For the record am using the following
* Intel DP45SG motherboard
* Adaptec 2410SA SATA RAID
I can confirm that the Intel on-board NIC (82567LF) is supported in ESXi 4 as well as the on-board SATA (AHCI mode works as well as compatibility/IDE). Its using the ICH10 chipset.
I setup a RAID5 on 4 x 500GB SATA disks on the Adaptec card. When building this array I opted for the FAST INIT option, thinking that it would slowly rebuild over time. I installed ESXi and all was well until I realised I could not get the array out of FAST INIT. To cut a long story short, there was no way I could get out of this mode. I decided that I would destroy the array and then rebuild it using the proper rebuild mode and then reinstall ESXi.
All was fine as the array started to build itself, allowing me to continue the reinstall. I reinstalled ESXi but after it was installed and rebooted, the server would not get past nfsclient loaded successfully
. I must have reinstalled about 5 times, deleting the array, adding it again, removing any extra drives I had connected to the on board SATA, removing the extra network cards I had installed.
Google turned up only a single page which was describing my exact problem: http://communities.vmware.com/thread/223943#223943
. In this instance, they had a Dell server that was installed with ESXi but had to be reinstalled. The reintall did not work and there are posts of others in that topic with the same problem. Unfortunately no one came up with a solution.

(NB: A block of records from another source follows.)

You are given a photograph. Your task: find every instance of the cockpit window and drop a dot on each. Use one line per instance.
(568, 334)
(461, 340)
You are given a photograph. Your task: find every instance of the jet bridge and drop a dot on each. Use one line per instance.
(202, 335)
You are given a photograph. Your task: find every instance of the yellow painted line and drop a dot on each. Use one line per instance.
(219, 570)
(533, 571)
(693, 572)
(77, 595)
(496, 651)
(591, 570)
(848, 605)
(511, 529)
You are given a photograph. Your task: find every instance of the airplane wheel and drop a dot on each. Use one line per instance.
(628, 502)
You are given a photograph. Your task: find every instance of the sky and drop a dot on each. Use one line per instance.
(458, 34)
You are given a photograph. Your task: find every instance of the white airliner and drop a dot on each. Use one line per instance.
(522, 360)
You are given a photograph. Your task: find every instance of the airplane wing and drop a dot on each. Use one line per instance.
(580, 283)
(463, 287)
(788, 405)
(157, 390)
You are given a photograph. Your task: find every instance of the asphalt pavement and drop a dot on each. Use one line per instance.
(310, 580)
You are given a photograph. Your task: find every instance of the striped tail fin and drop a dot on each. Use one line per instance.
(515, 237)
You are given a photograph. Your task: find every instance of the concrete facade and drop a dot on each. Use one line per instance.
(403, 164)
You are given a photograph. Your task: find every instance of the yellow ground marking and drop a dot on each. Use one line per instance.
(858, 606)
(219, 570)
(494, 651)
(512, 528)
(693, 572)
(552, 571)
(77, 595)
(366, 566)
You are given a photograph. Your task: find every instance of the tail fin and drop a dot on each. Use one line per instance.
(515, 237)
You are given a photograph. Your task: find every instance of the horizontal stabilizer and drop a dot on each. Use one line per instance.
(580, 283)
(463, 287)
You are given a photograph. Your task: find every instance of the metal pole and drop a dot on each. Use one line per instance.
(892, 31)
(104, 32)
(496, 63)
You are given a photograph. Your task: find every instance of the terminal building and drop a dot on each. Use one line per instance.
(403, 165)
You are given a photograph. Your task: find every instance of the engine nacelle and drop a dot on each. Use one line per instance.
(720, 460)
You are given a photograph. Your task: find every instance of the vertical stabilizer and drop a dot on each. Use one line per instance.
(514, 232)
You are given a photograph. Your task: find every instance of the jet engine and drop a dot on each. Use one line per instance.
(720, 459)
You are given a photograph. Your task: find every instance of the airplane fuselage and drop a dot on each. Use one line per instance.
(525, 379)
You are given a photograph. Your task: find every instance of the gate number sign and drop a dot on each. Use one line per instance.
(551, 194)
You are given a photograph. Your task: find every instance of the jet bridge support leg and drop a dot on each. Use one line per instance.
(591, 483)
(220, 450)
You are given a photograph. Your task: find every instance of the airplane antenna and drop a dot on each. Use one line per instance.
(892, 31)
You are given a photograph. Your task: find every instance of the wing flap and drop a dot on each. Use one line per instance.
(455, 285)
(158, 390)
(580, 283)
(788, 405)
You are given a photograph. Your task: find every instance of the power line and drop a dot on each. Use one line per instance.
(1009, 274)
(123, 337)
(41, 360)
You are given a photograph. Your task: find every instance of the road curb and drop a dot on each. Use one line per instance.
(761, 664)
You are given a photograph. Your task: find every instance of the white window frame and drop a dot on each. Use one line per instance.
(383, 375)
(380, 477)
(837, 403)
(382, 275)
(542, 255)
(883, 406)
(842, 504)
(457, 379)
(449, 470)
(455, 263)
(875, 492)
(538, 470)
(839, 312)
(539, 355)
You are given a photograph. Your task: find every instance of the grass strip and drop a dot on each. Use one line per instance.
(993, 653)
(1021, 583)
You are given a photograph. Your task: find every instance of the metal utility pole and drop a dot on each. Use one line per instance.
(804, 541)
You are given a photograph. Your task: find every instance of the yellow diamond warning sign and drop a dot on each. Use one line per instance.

When I figured out how to see the kernel messages (F12 console), exscfg-init -s
was the last command that was executed in the init process before I received repeating lines of SCSILinuxAbortCommands Failed
and aacraid host adapter abort request
For some reason I decided to try building the array using the CLEAN method where the array is not available until it is built, zeroing out all
the disks. After I did this and installed ESXi it worked
Now I am trying to come up with reasons why this worked. My best answer is that ESXi was somehow still detecting data from the old broken arrays and somehow this was breaking the boot. It is also possible that there are some issues with the accraid driver when the array is being built
and how this is presented to ESXi. I dismissed this theory as I tried initilising the array as FAST INIT a couple of times in my reinstall attempts but I could still not get ESXi to boot like it did initially on FAST INIT.
So my "reccomendation" to anyone that has had this problem is to whipe the entire disk before a reinstall is done. Use something like DBAN to zero out the disk before you reinstall if you are not using a RAID utility that allows you to zero the disks out.
Maybe this is only relevant to this particular RAID controller, maybe all adaptec controllers or maybe it is a problem in general for non-HCL ESXi devices.
Ill be interested to know if anyone else has had a problem along these lines.